Ketidakadilan membuat seseorang menjadi berbeda, orang itu berubah. Penghianatan membuat seseorang menyimpan kebencian. Kedua orang itu memiliki pengalaman hidup yang berbeda, tapi tujuan mereka sama. Balas dendam.
Ben menawarkan bantuan untuk Clarie dan Clarie menerimanya. Mereka membuat sebuah perjanjian, dan perjanjian itu mengikat keduanya. Setelah beberapa minggu, perjanjian itu juga mengikat Ben dalam pesona yang Clarie miliki. Perasaan yang lebih dari rekan, perasaan yang ingin selalu melindungi dan memiliki gadis itu.
Sayangnya tembok yang Clarie miliki terlalu tinggi dan kokoh. Ditambah lagi mantan kekasih Clarie yang masih belum merelakan Clarie, dan sahabatnya dari masa lalu. Siapa yang dapat meruntuhkan tembok tinggi dan kokoh itu? Siapa yang bisa mendapatkan kesetiaan hati Clarie seutuhnya?
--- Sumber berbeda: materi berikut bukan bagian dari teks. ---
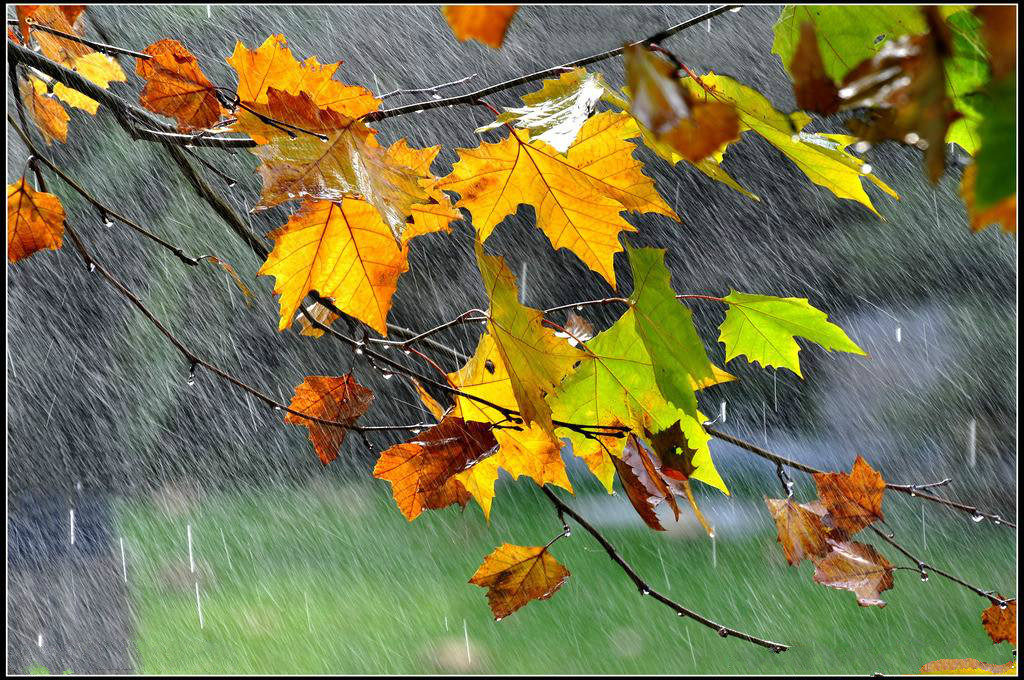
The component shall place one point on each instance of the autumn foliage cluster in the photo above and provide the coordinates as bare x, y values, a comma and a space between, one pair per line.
625, 397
Karya ini diterbitkan atas izin NovelToon Anana, isi konten hanyalah pandangan pribadi pembuatnya, tidak mewakili NovelToon sendiri
26. Rules Are Meant For Breaking
...*Rules are meant for breaking, baby...
...Let's not make it complicated*...
...*C**omplicated*-David Guetta dan Dimitri Vegas & Like Mike...
......................
Jalanan yang padat, suara klakson yang memekakkan telinga, di sanalah Clarie terjebak. Seharusnya sekarang dia sudah sampai di perusahaan, tapi apa boleh buat karena dia terlalu lama meneliti data Rebeca. Ini membuatnya kesal setengah mati.
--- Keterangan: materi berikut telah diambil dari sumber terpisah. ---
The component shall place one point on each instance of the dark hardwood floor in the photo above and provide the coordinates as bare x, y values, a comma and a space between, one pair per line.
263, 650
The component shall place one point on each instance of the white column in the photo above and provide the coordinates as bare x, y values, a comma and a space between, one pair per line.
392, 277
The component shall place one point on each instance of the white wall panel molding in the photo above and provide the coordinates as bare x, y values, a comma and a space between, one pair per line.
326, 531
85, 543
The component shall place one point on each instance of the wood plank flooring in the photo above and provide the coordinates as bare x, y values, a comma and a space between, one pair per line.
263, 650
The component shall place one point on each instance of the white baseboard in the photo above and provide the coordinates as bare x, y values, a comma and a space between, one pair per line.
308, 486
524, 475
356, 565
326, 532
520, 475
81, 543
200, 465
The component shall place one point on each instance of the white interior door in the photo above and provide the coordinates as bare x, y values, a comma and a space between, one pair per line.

Kring Kring Kring! Ponsel Clarie berbunyi, layar ponsel itu menampilkan panggilan dari Dean. "Halo, ada apa?" dalam beberapa detik tidak terdengar ada tanda-tanda kehidupan di seberang. "Tidak ada yang ingin dikatakan? Aku akan menutup panggilannya,"
"Eh! Tunggu!" cegah Dean di seberang. "Aku hanya ingin menyampaikan masalah acara kelulusan Clarie. Bisa tolong cek Email-mu? Ada undangan di sana," kata Dean dengan nada yang sedikit gugup. Ini sangat canggung, karena hubungan mereka sedang tidak baik.
"Baik, terima kasih sudah memberi tahuku. Akan kubuka Email-nya nanti," tanpa menunggu tanggapan Dean, Clarie menutup panggilan. Jalanan sudah kembali lancar, dan dia harus datang secepat mungkin.
09.00 Clarie sampai di perusahaan, ruangan papanya ada di lantai 8, Clarie memilih untuk menggunakan lift. "Hei! Tunggu! Biarkan aku naik liftnya juga," seorang wanita berlari dengan tergesa-gesa dia hampir jatuh karena memakai heels yang lumayan tinggi.
"Terima kasih sudah membantu," ucapnya setelah sampai di samping Clarie.
"Sama-sama,"
Wanita itu membawa sebuah tas tangan yang lumayan besar, mata Clarie bisa melihat setumpuk kertas di dalamnya. Dia berusaha membenahi pakaian, riasan, dan rambut yang lumayan berantakan. Saat sadar bahwa sedari tadi wanita itu diperhatikan oleh Clarie, dia sedikit salah tingkah. Namun segera ke sikapnya. "Halo, aku Fifi. Terima kasih untuk yang tadi ya. Kamu baru di sini? Kenapa langsung ke ruang Pak Kris?"
"Saya ada urusan sengan beliau, jadi langsung ke ruangannya saja," Clarie menjawab dengan senyuman yang ramah. Fifi terlihat bingung dengan jawaban yang diberikan oleh gadis yang menolongnya itu. Apa hubungan diantara bosnya dengan gadis ini?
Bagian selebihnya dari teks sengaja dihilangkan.